とある月の光に照らされた人気の無い夜。その家々の連なった屋根の上で争う影があった。
一つは両手に三本づつ、計六本の細身の剣を持った神父服の男だった。その男の神父服は所々破け汚れているが垣間見える細身の筋肉質な身体に傷は一つとして無く無傷、もし男と同業者が見たのならそれはとても不自然に見えただろう。なにせ弾丸すら通さない程の強化の掛かった神父服がボロボロだというのにその身体には血一つ流れておらず擦り傷すらないのだ。神父服の状態を見れば確実にその攻撃は身体にまで通っているだろうことは見てわかるのに。
対して、そんな不自然な男の十m前方で荒い息をしながら肩膝を付くのは同じようにボロボロに破れたスーツ姿の男だ。しかし唯一違うのはその男のスーツには今も流れる血がベットリとついている事であった。
しかもよく見ればその血は決してスーツ姿だけから流れたものではない、返り血も掛かった血の付き方だった。
そんなスーツ姿の男は肩膝を付きながらも吠えるように言う。
「貴様……本当に人間か……ッ!?何故倒れん!何故地に伏さん!私は死徒なんだぞ!?」
「問われれば教えると思うか?それは大変な駄考であるな。主に反する異端よ。さて、今お前には二つの選択肢がある。一つは私の拳で爆散して身動きできぬその肉片一つ一つを黒鍵で刺されるというものだ。あともう一つは簡単だ。ただ単に黒鍵で切られて終わる。……さて、どうするかね?」
「クッ……巫山戯た問を……ッ!答えなど決まっている!誰が貴様などに殺られるものかッ!貴様が死ねェ!!」
スーツ姿の男は神父服の問に憎々しげに顔を歪めた後、そう言い放ちインパクトで屋根の破片が吹き飛ぶほどの強さで屋根を蹴った。その速さは既に常人のそれを超えており一足でスーツ姿の男は神父服との距離を詰める。
「ハッ……!」
だがしかし、腰だめの手刀を神父服の首に狙いを付けたスーツ姿の男が『獲った!』と思ったその瞬間、既にスーツ姿の男は斬られていた。

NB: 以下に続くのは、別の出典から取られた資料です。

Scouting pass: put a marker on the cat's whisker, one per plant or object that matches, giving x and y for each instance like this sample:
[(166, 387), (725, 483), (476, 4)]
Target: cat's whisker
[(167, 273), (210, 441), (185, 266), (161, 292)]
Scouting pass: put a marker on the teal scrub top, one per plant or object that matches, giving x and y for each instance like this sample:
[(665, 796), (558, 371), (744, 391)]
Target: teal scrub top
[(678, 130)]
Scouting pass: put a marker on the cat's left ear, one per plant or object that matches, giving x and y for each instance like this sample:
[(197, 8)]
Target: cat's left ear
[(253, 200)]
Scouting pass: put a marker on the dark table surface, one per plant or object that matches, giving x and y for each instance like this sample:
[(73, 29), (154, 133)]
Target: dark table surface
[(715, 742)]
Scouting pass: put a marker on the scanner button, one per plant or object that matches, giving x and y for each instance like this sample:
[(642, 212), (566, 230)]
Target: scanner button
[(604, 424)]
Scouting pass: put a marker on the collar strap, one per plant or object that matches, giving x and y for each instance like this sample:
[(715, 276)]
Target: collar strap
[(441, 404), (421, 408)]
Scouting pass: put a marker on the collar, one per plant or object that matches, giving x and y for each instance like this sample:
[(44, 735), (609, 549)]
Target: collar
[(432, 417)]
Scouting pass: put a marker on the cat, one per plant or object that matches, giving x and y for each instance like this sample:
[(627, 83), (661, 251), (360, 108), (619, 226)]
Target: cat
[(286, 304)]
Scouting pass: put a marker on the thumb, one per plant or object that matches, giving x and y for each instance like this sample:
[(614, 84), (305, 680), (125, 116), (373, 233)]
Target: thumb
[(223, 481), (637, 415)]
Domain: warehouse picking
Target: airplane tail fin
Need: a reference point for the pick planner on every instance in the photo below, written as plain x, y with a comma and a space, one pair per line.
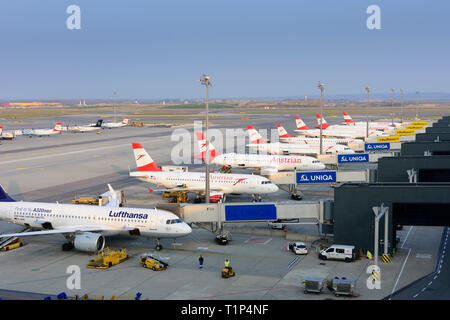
282, 132
255, 137
201, 140
143, 160
300, 124
324, 122
58, 127
348, 120
4, 197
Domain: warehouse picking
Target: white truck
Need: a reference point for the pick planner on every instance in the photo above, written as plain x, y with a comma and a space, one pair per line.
339, 252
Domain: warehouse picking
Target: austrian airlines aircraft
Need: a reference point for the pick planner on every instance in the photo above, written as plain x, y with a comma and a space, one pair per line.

月光に照らされ、闇にスーツ姿の男の分けられた身体と身体の間の影に白い線が入った。
しかしそれをスーツ姿が知覚することは無い。近すぎて、尚且速すぎて視認出来なかったからである。
「―――あ?」
そして男の視界はスーツ姿の男が気付かぬ間に斬られていたことにより、滑らかにズレていった。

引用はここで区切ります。